Every day, she patted the railing, she poked the steps, her toes hit them and she stumbled to the next one.
 She used to see things.
 She used to see dancing dandelions in that open field she called her home. She once lied on her back and watched the clouds sway and flow in the streaking sky. The smell of sunny, warm air floating around her until it mixed with baking bread and wrapped her up and carried her back inside, as she tucked her sun-kissed hair behind her ears.

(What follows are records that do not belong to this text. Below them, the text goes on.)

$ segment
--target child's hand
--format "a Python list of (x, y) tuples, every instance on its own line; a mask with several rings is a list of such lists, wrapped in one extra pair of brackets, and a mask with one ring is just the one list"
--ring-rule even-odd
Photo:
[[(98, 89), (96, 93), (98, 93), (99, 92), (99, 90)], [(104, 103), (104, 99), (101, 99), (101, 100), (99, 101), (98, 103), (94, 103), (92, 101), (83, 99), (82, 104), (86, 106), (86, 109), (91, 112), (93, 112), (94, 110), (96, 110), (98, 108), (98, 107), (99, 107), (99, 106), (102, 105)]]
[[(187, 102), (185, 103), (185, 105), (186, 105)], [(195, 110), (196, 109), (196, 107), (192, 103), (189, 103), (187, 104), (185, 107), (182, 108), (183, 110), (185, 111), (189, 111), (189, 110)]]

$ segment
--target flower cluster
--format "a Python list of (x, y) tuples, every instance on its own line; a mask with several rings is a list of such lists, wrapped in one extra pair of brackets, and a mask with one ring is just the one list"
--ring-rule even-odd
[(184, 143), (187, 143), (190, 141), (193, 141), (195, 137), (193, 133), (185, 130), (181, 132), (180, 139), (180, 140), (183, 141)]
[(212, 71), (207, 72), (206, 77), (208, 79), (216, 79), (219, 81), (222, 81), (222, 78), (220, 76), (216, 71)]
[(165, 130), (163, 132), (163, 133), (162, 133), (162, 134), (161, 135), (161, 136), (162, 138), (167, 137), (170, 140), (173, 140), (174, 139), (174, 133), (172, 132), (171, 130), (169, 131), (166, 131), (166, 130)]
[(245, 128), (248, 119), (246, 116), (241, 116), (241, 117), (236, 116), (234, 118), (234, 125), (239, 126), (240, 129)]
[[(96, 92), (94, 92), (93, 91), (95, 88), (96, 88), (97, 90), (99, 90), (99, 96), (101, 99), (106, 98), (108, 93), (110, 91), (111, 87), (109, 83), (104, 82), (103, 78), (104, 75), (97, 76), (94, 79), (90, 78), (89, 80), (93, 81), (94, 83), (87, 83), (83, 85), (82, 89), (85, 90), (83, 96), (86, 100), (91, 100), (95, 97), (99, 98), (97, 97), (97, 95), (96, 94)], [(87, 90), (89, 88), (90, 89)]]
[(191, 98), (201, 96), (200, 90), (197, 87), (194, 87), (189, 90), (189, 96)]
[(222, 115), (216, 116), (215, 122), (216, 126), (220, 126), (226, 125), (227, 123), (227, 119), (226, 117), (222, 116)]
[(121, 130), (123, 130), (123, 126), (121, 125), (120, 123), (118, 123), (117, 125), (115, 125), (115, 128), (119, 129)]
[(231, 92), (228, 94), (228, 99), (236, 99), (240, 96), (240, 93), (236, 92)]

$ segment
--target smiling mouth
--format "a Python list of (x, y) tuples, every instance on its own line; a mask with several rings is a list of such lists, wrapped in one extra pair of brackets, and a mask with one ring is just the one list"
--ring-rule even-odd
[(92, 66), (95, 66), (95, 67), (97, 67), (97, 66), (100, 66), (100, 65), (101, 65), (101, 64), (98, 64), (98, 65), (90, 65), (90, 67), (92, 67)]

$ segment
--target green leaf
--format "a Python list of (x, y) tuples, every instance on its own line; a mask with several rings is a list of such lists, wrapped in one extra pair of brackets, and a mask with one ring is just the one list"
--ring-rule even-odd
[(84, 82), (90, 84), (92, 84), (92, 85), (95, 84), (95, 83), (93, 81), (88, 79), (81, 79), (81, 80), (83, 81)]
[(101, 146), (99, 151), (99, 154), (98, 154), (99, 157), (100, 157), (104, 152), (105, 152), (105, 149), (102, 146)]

Once, she held her newborn brother in her arms. She put her palm on his chest and hummed to the drumbeat of his heart. She wrapped her hands around his tiny feet, as he stretched his legs out and cooed in her ears.
She dreamed of going to college and becoming a writer. She wanted to tell stories. She wanted to write about the dandelions and the simplicity of the fresh, green grass and the solitude of being alone in a world full of beauty.
The doctor said he was sorry, but she was completely blind. Her mother said there must be a procedure to fix it. He said there wasn’t. There’s nothing he can do.
She stumbled over another step.
I grabbed her hand.
“Can I help you?” I asked her.
She held tight to my hand and tears filled her eyes as she stared straight ahead of her. She tucked her sun-kissed hair behind her ear and squeezed my hand as I led her up the stairs.
I’ve watched the people walk by, vacantly walking to their classes, and I couldn’t help but wonder. How cold do you have to be to watch Cecelia stumble while you keep on walking?